New Bedford also is applying, touting itself as "the inspiring place from which Herman Melville's novel 'Moby Dick' began." Leominster Mayor Dean Mazzarella is pitching his city as "the hidden jewel" while also dismissing the attractiveness of a Boston campus, saying Amazon "can't afford to be anywhere where their employees are fatigued and tired by the time they reach work in the morning." Worcester is offering up to $500 million in tax breaks and sending Amazon a slick promotional video to lure the tech giant.

"I think we showed we are serious about competing," said Tim Murray of the Worcester Chamber of Commerce.

Massachusetts Gov. Charlie Baker is coordinating a statewide pitch expected to highlight a handful of locations deemed the most competitive, but he said last week he also will "give folks who are bidding locally or regionally an opportunity to put a compendium on the back of our bid." He said he is encouraged by the number of Bay State cities that have entered the race.

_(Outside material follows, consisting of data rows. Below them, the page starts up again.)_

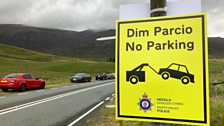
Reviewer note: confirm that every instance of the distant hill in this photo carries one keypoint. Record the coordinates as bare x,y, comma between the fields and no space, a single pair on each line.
59,42
77,44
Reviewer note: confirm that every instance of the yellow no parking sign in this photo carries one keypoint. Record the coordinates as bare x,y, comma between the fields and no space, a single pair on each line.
162,69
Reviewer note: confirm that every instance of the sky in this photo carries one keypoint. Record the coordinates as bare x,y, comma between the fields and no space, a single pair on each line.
80,15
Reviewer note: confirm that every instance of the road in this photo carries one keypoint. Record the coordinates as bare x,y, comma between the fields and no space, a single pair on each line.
64,106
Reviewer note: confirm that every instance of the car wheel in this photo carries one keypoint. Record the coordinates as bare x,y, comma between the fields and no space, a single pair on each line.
185,80
165,75
134,79
22,88
42,86
5,89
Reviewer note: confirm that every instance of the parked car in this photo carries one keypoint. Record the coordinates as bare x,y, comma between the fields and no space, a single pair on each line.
110,75
101,76
81,77
21,81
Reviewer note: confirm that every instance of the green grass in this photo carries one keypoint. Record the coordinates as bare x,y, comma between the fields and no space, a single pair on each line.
56,70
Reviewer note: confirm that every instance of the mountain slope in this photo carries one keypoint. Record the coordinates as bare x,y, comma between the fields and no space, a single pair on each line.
59,42
78,44
55,70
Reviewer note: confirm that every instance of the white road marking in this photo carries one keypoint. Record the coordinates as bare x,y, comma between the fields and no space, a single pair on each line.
107,98
40,91
81,117
22,93
26,105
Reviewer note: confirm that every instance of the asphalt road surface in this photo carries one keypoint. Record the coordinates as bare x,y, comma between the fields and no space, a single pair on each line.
64,106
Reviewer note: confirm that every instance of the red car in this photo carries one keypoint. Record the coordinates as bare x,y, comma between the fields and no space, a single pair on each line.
21,81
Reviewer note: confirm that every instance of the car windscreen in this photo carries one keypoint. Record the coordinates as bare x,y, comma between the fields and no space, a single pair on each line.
12,76
79,74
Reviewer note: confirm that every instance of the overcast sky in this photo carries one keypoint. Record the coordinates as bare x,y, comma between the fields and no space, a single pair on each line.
87,14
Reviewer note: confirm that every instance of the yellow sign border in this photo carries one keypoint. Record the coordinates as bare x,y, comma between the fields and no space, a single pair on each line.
206,114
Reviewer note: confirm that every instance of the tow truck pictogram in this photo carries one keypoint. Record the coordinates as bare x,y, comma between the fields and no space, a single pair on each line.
137,75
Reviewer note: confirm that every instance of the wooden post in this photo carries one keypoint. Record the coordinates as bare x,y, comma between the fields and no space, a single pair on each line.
158,8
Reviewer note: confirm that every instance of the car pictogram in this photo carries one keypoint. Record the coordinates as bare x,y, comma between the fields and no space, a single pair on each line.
174,70
180,72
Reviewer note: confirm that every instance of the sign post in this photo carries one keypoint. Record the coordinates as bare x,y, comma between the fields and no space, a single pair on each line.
162,70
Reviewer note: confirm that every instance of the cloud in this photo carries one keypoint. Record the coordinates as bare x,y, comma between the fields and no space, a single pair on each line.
87,14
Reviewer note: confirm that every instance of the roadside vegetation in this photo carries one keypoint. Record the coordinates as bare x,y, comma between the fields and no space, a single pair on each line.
56,70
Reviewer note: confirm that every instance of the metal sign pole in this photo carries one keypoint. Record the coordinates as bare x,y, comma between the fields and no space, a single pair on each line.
158,8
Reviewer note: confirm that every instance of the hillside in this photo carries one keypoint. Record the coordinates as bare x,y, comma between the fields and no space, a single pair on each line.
77,44
216,47
59,42
56,70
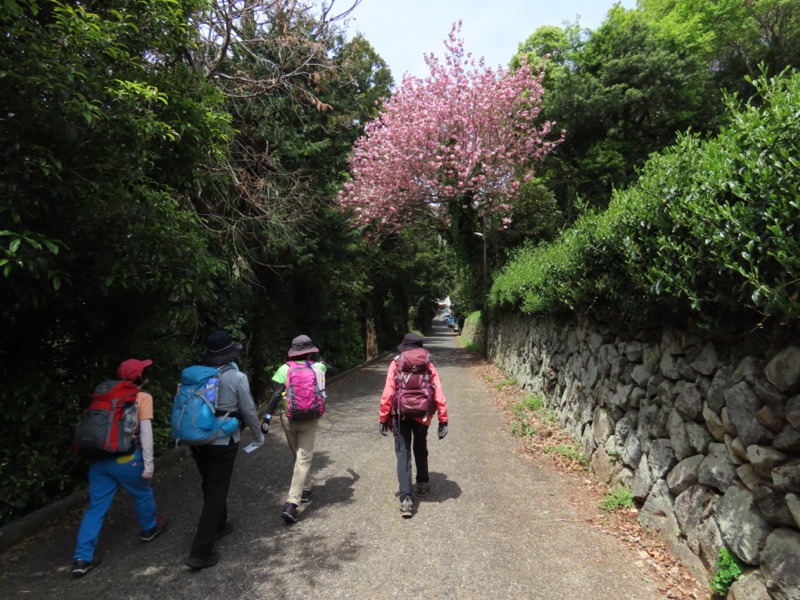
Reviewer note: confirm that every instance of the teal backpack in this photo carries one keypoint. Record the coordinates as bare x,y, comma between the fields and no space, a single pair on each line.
194,413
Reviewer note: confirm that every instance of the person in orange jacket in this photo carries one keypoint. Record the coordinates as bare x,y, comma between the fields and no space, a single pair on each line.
412,374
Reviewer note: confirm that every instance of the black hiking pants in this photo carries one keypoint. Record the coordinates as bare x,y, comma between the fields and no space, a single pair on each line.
411,436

Meanwhile, Maine, New Hampshire and Rhode Island are also making pitches, promising Amazon a way of tapping into Boston's high-tech aura while avoiding its congestion and high prices.

Rhode Island is touting its universities, cultural amenities and train connections to Boston, while New Hampshire says it doesn't need financial gimmicks to make its case.

New Hampshire leaders on Wednesday announced a proposal centered in the town of Londonderry.

"Everyone else is still trying to play catch up to this tax incentive we created in 1789 - no sales tax and no income tax," Gov. Chris Sununu said.

Sununu said that "obviously the Boston region is a great place to go, but if you're going to be there, be in tax-free New Hampshire. It's all the benefits without the headaches."

In Maine, proposals for locations in Scarborough and Brunswick have been submitted. The proposals check off most of the things on Amazon's list, except for being located in a metropolitan area with more than 1 million people.